Aged two years old, teaching experience for one and a half years: Baby AI trainer appears on Science
Link: https://news.miracleplus.com/share_link/17451
In public interviews, Turing Award winner Yann LeCun mentioned many times that the learning efficiency of current AI models is too low compared with human babies. So, if you ask an AI model to learn what a baby’s head-mounted camera captures, what can it learn? Recently, a paper in Science magazine made a preliminary attempt. The study found that even with limited data, the AI model can learn the mapping between words and visual referents from 10 to 100 examples, and can generalize to new visual data sets with zero samples and achieve multi-modal alignment. . This shows that using today’s artificial intelligence tools, true language learning from an infant’s perspective is possible.
Amazon launches artificial intelligence shopping assistant TRufusJ
Link: https://news.miracleplus.com/share_link/17452
Amazon has launched an artificial intelligence shopping assistant called Rufus, named after the company’s corgi mascot. The chatbot was trained on Amazon’s product library, customer reviews, and information from the web, allowing it to answer questions about products, conduct comparisons, provide recommendations, and more. Rufus is still in beta and will only be available to “select customers” before rolling out to more users in the coming weeks.

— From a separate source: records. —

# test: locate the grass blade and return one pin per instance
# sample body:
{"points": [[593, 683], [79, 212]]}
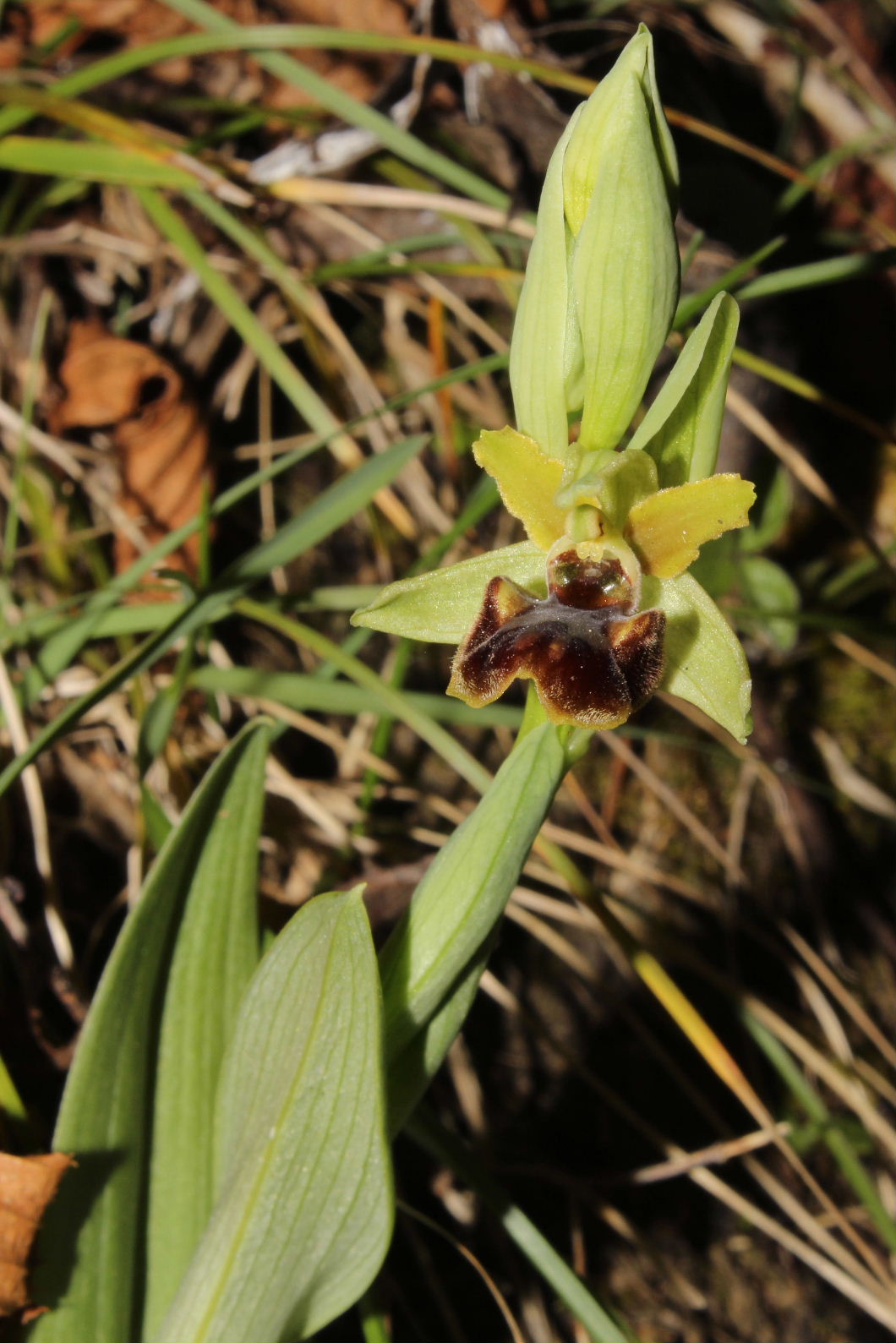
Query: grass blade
{"points": [[435, 1139]]}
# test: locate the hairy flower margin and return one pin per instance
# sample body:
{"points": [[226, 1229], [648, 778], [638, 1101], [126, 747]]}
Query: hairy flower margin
{"points": [[597, 608]]}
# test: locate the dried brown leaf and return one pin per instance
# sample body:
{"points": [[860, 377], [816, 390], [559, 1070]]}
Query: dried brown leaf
{"points": [[156, 430], [27, 1185]]}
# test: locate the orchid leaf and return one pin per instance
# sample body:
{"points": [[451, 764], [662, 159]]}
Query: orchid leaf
{"points": [[667, 529], [440, 608], [706, 663], [683, 426], [527, 480], [303, 1212]]}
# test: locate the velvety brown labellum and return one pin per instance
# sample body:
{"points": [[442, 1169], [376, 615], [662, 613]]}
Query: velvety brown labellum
{"points": [[593, 663]]}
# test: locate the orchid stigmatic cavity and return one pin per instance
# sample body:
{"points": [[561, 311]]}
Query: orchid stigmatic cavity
{"points": [[598, 609]]}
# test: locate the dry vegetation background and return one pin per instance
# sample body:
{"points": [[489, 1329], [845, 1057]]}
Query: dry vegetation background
{"points": [[718, 1165]]}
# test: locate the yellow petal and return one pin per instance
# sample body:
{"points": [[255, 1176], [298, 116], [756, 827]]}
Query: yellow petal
{"points": [[527, 478], [668, 528]]}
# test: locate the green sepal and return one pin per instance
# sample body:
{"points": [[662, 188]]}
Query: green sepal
{"points": [[440, 608], [613, 481], [625, 270], [683, 426], [706, 663], [527, 480], [539, 353]]}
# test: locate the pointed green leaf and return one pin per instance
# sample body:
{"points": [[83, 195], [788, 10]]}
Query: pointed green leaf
{"points": [[89, 1267], [216, 957], [467, 888], [706, 663], [683, 426], [440, 608], [303, 1212]]}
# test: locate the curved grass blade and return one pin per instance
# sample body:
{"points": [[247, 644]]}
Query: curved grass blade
{"points": [[305, 1204], [435, 1139], [312, 695], [89, 1267]]}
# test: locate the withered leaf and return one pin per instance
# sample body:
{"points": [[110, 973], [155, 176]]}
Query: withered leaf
{"points": [[27, 1185], [159, 434]]}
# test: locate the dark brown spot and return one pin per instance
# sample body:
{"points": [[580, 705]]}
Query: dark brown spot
{"points": [[593, 665], [592, 585]]}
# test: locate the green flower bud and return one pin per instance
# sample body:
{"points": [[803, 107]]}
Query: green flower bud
{"points": [[602, 280]]}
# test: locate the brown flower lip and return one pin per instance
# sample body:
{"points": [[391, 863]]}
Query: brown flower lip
{"points": [[593, 661]]}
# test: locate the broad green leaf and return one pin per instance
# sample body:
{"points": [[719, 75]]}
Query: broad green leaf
{"points": [[683, 426], [88, 161], [668, 528], [706, 663], [216, 957], [312, 695], [527, 480], [303, 1210], [440, 608], [464, 893], [91, 1242]]}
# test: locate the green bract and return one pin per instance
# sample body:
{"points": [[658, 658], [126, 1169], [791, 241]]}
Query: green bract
{"points": [[602, 281], [611, 529]]}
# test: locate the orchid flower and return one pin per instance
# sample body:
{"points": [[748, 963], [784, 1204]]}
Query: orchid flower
{"points": [[597, 606]]}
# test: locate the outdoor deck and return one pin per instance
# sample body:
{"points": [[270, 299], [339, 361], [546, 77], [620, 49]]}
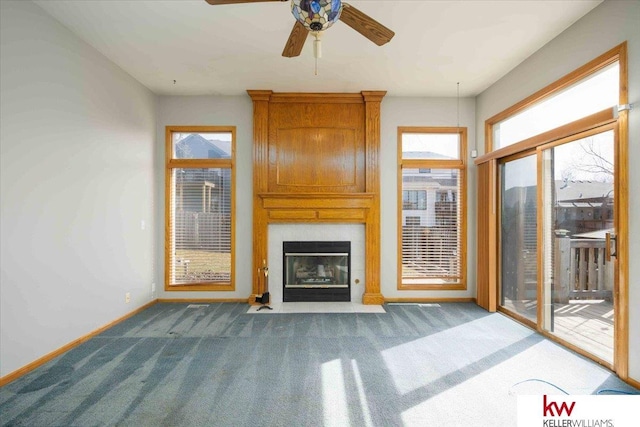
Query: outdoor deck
{"points": [[587, 324]]}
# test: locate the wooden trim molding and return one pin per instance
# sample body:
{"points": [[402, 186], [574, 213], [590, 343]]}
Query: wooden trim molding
{"points": [[318, 199], [50, 356], [431, 300]]}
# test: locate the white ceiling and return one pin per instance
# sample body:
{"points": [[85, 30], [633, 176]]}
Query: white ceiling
{"points": [[225, 50]]}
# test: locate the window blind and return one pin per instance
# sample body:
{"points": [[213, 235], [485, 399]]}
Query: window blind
{"points": [[200, 224], [431, 230]]}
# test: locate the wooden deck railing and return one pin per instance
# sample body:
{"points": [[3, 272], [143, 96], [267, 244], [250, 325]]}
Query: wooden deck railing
{"points": [[582, 271]]}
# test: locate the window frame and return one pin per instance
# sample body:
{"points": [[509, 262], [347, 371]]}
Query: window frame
{"points": [[172, 163], [459, 164]]}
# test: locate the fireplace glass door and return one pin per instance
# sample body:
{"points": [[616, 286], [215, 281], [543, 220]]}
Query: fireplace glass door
{"points": [[316, 271]]}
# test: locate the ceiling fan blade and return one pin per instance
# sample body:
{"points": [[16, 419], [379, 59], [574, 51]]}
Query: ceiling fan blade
{"points": [[296, 41], [365, 25], [217, 2]]}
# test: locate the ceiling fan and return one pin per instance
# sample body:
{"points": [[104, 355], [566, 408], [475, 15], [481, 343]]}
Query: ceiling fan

2B parameter performance exceeds Mistral-7B: wall-facing intelligent multi-modal end-side model open source
Link: https://news.miracleplus.com/share_link/17453
While large models continue to move towards large volumes, in recent times, people have also achieved results in optimization and deployment. On February 1, Wall-Facing Intelligence and Tsinghua NLP Laboratory officially released the flagship end-to-side large model “Wall-Facing MiniCPM” in Beijing. The new generation of large models is called “performance small steel cannon”, which directly embraces terminal deployment, and also has the strongest multi-modal capabilities in its class. The MiniCPM 2B parameter volume proposed by Face Wall Intelligence this time is only 2 billion, and it is trained using selected data of 1T token. This is a model with the same level of parameters as BERT in 2018. Wall-Facing Intelligence has achieved ultimate performance optimization and cost control on top of it, allowing the model to “leapfrog and defeat monsters.” Li Dahai, co-founder and CEO of Face Wall Intelligence, compared the new model with Mistral-7B, a well-known open source large model in the industry. On many mainstream evaluation lists, the performance of MiniCPM 2B completely surpassed the latter.